Seventy days in, however, we know very little about how Obama the President thinks. We can judge him by his actions; in response to a flurry of pre-cooked court decisions, Obama's national security lawyers have been very active.
So far, the administration has thrice sustained the Bush administration's claim of the State Secrets Privilege in urging civil suits against Bush administration officials to be quashed. It has refused several entreaties from judges to re-argue points of law first used by the Bush administration. It has used a signing statement to affirm the right of the federal government to fire whistleblowers. It has treated as secret a draft version of an Internet Protocol treaty, leading Wired magazine to morph Obama's photograph into Bush's.
Obama was inaugurated after a cascade of court rulings and Congressional actions that limited the authority of the executive branch and created a patchwork of rules, laws and precedents. Some of the harder questions have been dealt with, from torture to secrecy issues related to detainee politics to the habeas rights of all Guantanamo detainees and most other detainees held elsewhere.
Obama has ordered a review of the status of every Gitmo detainee. Most of their cases will be disposed of quite easily; Yemen is already building facilities -- detainee halfway houses -- to accept, re-educate and release dozens of them. Other countries are willing to repatriate many of the several hundred who remain in custody.
There are currently 14 "high value" detainees in U.S. custody, and those adjudications will be quite difficult to complete without harming someone's interest -- the rule of law, the safety of the country, the personal safety of the detainee, the sovereignty of other countries.
Likewise, Obama has ordered his attorney general to review all 23 Bush era assertions of the state secrets privilege. Administration officials say they're in a bind. The fate of most of the cases hinge on the successful application of the privilege, and so in deciding to retract the privilege, the administration fears it will set a precedent that will weaken what President Obama believes is a lawful extension of the executive's authority to protect national security information.
Administration officials say that Obama wants to find a case where he can retract the privilege without harming the privilege.
For the true predictors of what an Obama national security doctrine will look like, we'll have to wait a while. Three contentious provisions of the Patriot Act expire at the end of 2009 as does the Congressional authorization for the NSA's domestic surveillance program. Obama's own sympathies lie with civil libertarians, but he has incorporated the experience of his advisers, most of whom are arguing for a less obvious balance between security and liberty. Obama's counterterrorism adviser, John O. Brennan, knows more about the NSA program than anyone in Obama's inner circle, and while not privy to the Bush administration's secret debate over its legality, he is said to believe that the program worked.
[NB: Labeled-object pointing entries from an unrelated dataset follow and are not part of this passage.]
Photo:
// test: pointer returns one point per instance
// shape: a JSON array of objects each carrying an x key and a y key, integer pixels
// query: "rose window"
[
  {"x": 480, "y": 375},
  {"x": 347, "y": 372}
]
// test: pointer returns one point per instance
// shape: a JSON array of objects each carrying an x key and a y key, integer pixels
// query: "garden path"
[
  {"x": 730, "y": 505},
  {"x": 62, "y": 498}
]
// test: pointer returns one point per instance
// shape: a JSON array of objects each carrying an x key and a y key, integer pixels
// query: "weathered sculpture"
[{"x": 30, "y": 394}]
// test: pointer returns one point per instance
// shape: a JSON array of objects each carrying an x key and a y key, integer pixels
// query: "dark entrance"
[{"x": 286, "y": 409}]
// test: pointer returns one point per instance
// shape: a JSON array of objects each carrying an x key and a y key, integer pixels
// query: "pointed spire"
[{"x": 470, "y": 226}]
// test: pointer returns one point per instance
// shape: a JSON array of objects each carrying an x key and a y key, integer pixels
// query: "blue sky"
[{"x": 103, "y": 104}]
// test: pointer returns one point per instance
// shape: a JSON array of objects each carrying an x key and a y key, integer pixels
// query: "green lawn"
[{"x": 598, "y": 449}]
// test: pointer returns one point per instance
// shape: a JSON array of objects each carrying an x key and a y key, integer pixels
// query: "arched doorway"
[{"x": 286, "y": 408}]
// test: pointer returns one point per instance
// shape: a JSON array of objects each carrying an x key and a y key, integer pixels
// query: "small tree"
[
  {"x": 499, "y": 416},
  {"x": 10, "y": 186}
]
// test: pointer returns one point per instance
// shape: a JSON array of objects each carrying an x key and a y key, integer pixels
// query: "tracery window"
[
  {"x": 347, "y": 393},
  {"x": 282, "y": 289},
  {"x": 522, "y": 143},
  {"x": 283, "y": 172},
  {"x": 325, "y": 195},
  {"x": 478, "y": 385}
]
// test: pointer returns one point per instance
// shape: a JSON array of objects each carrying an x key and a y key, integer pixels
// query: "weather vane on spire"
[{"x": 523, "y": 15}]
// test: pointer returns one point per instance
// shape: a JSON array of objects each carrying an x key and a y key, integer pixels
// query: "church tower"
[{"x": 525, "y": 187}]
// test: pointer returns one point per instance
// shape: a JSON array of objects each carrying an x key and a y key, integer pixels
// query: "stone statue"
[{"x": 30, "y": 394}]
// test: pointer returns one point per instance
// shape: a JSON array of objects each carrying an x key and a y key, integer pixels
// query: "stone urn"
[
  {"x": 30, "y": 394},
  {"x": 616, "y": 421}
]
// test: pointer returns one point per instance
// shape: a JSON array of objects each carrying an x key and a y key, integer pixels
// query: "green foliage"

So while detainee issues remain flashy, I don't think the Obama administration will be challenged by too many new cases outside of the current Gitmo/Bagram population. Obama doesn't want to capture the bad guys who are out there; he wants to kill them, and he has the means and authority to do that. Whatever Obama's detainee policy will be once it's fully fleshed out, I doubt it will be strained by lots of new high profile captures.